Not to mention that its ideal of nature as a universalizing feature was quite the failure. Ventôse, corresponding to February-March, may be the month of wind in Metropolitan France, but it isn’t that everywhere in the world, and not even everywhere in what was then the French colonial empire.
The calendar was but one piece of a much wider goal by the French revolutionaries of decimalizing all systems of measurement. (Science! Reason!) To its credit, it did last longer than the related effort to convert days from 24 hours of 60 minutes to 10 hours of 100 minutes. The French people really hated that.
More successful was the decimal reform of the non-time measurements, like length and mass and temperature, providing the basis for the international system that is now used by all countries except a handful of strange, rebel ones.
In the year 2024 of the Gregorian calendar it seems like a safe prediction that we will never reform it. We’ve tried; we’ve failed. Timekeeping standards are the stickiest piece of technology. Even more impossible to change than keyboard layouts.
In a thousand years we’ll be colonizing the distant stars and still add a 29th day to the month of the purification ritual Februa once every 4 Earth years except once every 100 Earth years except once every 400 Earth years.2
Overall I think that’s good.
I understand the desire to rationalize systems and smooth out the imperfections. But the imperfections are fine. Useful, sometimes, even.
It’s good that my and your birthday falls on a different day of the week every year. Imagine if it had to always be a Monday! It’s good that the month names are kind of meaningless references to ancient Rome — since they’re equally meaningless for everyone.
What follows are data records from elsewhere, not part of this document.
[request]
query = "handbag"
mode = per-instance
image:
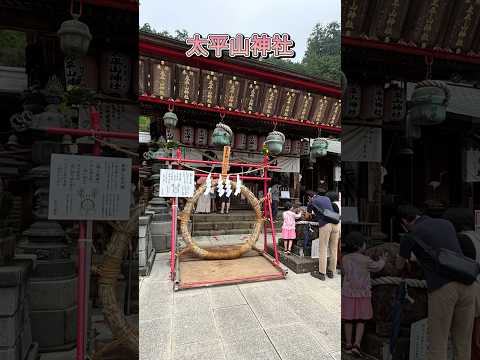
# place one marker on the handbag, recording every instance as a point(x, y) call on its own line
point(451, 264)
point(330, 216)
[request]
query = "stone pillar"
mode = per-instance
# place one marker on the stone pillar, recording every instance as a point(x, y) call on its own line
point(52, 286)
point(16, 332)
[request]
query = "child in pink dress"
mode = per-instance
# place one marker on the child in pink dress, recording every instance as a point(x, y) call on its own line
point(288, 228)
point(356, 293)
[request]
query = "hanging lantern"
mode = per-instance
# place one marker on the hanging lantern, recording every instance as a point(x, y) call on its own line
point(188, 135)
point(274, 142)
point(201, 137)
point(429, 103)
point(296, 147)
point(305, 147)
point(261, 142)
point(222, 135)
point(74, 35)
point(319, 147)
point(252, 142)
point(240, 141)
point(170, 119)
point(287, 147)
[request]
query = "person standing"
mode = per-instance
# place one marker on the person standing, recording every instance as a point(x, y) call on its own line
point(451, 304)
point(275, 192)
point(328, 234)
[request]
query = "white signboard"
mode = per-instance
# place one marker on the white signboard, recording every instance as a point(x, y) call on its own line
point(176, 183)
point(89, 188)
point(419, 341)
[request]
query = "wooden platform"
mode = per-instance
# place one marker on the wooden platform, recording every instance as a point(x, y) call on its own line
point(254, 266)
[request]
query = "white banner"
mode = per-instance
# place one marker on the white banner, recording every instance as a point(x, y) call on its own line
point(287, 164)
point(472, 166)
point(89, 188)
point(361, 144)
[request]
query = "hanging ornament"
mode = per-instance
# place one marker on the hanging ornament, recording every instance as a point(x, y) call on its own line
point(208, 184)
point(429, 103)
point(274, 142)
point(74, 35)
point(238, 186)
point(222, 135)
point(220, 188)
point(170, 119)
point(228, 186)
point(319, 147)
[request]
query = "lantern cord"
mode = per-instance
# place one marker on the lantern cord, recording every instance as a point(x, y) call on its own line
point(171, 104)
point(429, 62)
point(80, 8)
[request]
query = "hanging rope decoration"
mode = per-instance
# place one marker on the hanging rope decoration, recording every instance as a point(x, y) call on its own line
point(231, 252)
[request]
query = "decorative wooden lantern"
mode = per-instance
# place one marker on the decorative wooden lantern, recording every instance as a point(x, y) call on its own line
point(116, 71)
point(287, 103)
point(261, 141)
point(210, 84)
point(252, 142)
point(296, 147)
point(240, 141)
point(232, 87)
point(305, 148)
point(321, 109)
point(395, 104)
point(222, 135)
point(161, 79)
point(353, 101)
point(187, 83)
point(335, 113)
point(75, 37)
point(188, 135)
point(319, 147)
point(372, 102)
point(252, 97)
point(305, 102)
point(201, 137)
point(275, 141)
point(429, 103)
point(173, 134)
point(270, 100)
point(287, 147)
It’s good that you always have to be on your toes for a rogue leap day that comes in and messes up your carefully elaborated yearly schedule.
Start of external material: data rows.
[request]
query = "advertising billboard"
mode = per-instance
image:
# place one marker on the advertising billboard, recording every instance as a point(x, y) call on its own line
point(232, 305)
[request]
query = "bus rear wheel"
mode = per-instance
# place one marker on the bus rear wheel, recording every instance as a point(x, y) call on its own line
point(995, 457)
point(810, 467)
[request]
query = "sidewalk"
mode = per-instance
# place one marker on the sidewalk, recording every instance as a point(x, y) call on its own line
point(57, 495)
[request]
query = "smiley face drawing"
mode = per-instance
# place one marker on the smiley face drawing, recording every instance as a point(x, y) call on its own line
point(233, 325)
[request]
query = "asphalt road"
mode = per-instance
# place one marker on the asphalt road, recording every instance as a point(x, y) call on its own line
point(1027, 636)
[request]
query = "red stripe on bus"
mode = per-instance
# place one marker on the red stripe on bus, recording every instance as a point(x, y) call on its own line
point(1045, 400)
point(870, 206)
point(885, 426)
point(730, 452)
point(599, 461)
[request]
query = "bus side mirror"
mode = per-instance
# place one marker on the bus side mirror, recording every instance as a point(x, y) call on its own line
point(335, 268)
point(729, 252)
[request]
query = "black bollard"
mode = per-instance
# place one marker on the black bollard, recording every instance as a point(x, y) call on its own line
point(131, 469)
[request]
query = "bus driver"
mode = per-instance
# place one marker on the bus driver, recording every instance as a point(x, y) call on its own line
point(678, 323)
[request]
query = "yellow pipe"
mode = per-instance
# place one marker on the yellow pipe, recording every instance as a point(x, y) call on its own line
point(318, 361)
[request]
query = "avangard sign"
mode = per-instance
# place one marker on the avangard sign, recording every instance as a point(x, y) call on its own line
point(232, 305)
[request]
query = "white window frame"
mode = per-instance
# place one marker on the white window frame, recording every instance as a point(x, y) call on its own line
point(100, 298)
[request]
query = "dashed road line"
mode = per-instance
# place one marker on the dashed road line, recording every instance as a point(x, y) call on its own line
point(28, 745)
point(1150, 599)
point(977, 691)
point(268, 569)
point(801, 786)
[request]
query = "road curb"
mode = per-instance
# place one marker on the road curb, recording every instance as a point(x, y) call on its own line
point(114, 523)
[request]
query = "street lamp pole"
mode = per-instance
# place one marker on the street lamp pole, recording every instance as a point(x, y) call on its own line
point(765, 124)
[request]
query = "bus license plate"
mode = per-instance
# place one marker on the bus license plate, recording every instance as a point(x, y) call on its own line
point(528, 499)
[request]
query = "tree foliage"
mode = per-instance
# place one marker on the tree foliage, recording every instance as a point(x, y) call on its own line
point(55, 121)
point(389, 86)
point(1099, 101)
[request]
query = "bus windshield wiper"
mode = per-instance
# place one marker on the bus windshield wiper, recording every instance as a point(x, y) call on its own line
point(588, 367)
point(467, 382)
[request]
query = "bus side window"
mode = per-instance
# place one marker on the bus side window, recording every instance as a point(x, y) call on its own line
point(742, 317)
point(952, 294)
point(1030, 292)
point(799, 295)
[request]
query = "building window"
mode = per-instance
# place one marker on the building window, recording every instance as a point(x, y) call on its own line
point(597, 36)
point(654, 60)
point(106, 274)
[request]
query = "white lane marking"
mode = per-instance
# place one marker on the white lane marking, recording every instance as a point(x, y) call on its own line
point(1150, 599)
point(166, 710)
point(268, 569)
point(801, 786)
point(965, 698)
It’d be fine to have different quirks, or remove some of the dumb self-imposed quirks we’ve created (I am thinking of daylight savings!). But the truth of the matter is that the Earth’s orbit around the Sun is slightly weird, unaligned with the Earth’s rotation. So there will always be some quirks. Why not celebrate them?3
So: Happy 29th of February, everyone! Spend the day well; do something memorable. It’s not often that we can enjoy being outside the calendar, even just as a manner of speaking.
Four countries have not adopted the Gregorian calendar as their civil calendar (i.e. for administrative purposes): Iran, Afghanistan, Nepal, and Ethiopia. Some others use a slightly different version of the calendar (e.g. differing on how they count the years, as in Japan) or use a traditional calendar alongside the Gregorian one for civil purposes.
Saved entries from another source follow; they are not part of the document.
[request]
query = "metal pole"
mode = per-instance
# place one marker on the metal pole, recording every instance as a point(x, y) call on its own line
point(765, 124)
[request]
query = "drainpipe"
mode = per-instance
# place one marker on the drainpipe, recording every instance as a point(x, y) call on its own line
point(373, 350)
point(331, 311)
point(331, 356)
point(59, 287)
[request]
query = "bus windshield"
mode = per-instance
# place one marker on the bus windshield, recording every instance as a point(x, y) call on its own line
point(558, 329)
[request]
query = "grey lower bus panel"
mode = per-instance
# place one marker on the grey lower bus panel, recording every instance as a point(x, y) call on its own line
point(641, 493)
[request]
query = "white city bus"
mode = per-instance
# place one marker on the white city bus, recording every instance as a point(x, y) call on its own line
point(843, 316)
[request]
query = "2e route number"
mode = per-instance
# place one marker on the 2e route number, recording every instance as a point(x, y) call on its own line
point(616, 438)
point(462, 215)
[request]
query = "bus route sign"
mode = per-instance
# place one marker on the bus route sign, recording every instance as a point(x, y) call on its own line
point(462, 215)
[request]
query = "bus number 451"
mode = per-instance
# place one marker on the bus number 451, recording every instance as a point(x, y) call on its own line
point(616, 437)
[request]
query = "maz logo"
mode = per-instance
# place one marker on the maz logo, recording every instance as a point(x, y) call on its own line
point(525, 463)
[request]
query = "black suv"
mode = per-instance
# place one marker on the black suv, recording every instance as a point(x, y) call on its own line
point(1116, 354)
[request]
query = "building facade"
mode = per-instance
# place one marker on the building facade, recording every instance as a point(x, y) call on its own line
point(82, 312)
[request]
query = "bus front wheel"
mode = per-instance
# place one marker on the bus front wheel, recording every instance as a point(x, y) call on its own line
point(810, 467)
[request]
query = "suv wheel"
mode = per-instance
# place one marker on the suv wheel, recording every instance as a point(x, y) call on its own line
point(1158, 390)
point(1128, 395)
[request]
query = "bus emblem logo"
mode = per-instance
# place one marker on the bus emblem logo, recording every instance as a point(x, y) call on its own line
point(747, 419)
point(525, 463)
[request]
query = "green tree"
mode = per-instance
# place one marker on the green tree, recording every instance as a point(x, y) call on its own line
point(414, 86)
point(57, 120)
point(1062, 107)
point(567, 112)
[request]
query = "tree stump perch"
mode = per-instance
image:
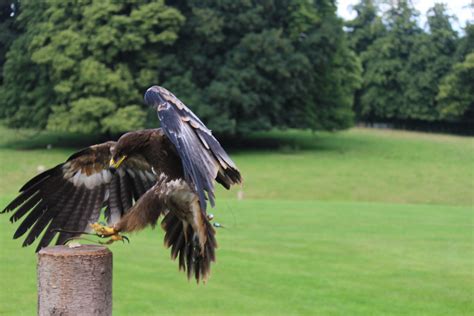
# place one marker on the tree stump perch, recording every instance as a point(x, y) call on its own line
point(75, 281)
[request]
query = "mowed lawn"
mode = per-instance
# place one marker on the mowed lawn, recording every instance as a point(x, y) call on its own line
point(362, 222)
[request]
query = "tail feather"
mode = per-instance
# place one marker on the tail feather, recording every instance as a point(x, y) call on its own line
point(186, 246)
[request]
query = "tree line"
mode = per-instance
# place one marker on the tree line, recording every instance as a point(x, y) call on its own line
point(241, 65)
point(412, 73)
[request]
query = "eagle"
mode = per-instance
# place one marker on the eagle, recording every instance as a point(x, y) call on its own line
point(167, 173)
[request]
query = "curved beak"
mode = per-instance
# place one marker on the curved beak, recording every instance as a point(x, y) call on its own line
point(113, 165)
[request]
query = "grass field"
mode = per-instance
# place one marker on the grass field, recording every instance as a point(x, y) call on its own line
point(362, 222)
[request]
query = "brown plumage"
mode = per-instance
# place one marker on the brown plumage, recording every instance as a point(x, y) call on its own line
point(145, 174)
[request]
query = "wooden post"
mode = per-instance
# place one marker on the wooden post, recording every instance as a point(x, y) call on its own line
point(75, 281)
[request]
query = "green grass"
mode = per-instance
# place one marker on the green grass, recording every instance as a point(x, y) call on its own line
point(361, 222)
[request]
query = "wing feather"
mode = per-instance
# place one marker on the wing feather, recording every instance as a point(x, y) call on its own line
point(203, 158)
point(71, 195)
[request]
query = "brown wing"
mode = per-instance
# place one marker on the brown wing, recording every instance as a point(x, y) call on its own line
point(202, 156)
point(72, 194)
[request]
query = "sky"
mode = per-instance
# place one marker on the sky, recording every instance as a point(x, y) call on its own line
point(458, 8)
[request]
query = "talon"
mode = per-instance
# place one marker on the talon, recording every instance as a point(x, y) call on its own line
point(114, 238)
point(103, 231)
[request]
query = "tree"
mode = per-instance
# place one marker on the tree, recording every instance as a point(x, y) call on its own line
point(362, 32)
point(242, 65)
point(386, 75)
point(432, 56)
point(82, 66)
point(263, 64)
point(8, 12)
point(456, 92)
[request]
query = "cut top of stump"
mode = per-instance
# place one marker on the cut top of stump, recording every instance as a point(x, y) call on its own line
point(82, 250)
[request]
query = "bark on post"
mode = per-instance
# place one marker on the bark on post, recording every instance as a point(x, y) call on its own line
point(75, 281)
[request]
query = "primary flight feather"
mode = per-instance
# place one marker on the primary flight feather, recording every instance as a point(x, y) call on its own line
point(169, 172)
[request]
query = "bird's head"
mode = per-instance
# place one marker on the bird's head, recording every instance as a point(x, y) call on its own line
point(154, 96)
point(128, 144)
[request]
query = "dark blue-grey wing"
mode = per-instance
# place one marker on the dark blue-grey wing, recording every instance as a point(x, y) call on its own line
point(202, 156)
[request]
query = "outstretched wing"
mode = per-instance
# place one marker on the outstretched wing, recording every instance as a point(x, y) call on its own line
point(71, 195)
point(202, 156)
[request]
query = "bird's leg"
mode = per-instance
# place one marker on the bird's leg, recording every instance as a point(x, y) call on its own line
point(105, 231)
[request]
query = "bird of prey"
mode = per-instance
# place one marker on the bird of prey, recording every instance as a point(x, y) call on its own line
point(168, 171)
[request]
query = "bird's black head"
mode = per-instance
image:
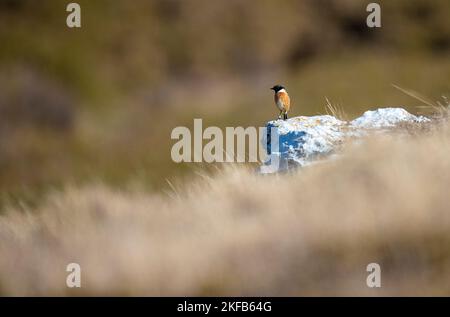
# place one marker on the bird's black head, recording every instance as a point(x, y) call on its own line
point(277, 88)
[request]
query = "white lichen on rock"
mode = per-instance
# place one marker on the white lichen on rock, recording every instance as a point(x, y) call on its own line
point(301, 140)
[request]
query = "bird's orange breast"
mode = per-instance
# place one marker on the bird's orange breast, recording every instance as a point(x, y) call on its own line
point(283, 98)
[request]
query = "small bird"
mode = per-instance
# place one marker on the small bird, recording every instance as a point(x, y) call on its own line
point(282, 100)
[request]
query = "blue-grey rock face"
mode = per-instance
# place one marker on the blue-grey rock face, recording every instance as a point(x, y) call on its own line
point(300, 140)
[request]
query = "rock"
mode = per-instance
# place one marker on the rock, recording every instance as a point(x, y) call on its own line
point(302, 140)
point(384, 118)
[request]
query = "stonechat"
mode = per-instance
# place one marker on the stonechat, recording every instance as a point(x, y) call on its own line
point(282, 100)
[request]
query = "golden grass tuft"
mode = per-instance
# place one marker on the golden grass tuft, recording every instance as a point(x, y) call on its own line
point(308, 232)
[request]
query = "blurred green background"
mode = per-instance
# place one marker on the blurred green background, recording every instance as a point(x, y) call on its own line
point(99, 103)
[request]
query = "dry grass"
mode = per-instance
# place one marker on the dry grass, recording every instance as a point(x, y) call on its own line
point(309, 232)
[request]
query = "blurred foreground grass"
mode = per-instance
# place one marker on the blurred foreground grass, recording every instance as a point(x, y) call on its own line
point(312, 231)
point(99, 103)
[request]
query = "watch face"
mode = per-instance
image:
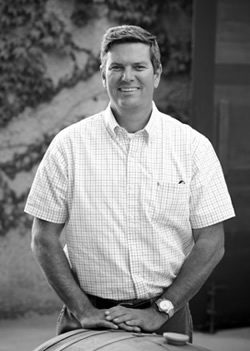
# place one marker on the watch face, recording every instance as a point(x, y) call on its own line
point(165, 305)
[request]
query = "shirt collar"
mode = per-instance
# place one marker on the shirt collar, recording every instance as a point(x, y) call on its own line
point(150, 129)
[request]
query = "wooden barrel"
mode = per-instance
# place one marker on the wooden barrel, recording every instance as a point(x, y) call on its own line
point(108, 340)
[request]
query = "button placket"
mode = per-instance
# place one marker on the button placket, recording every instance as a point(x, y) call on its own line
point(132, 203)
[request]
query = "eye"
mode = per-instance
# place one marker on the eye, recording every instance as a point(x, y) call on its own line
point(115, 68)
point(140, 67)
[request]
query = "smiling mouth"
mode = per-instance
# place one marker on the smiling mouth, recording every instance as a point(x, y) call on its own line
point(128, 90)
It seems a reasonable guess that to we will change the main human calendar only if Earth ceases to have a dominant role in human affairs, so that its orbit really doesn’t matter anymore. But of course far-future predictions are extremely uncertain.
Oh god if I’m not careful I’ll end up defending the stupid Fahrenheit temperature scale. Let it be known for the record that I am fully against it and I consider those arguments Americans like to bring up like “Celsius is good for water, Fahrenheit is good for humans” or “Fahrenheit is nice because it intuitively goes from 0% hot (0°F) to 100% hot (100°F)” to make absolutely zero sense.
you might be intrigued by 'the dean second': https://open.substack.com/pub/michaeldean9/p/abolish-leap-year-by-2035?r=2cys&utm_medium=ios
I’m not sure how far our idiosyncratic month names traveled outside European cultures. For example, in Chinese and Korean, the months are simply called “month 1”, “month 2.” And so on.
Chinese even labels the days of the week as “day 1”, “day 2”, etc., except Sunday, which is “sky day.”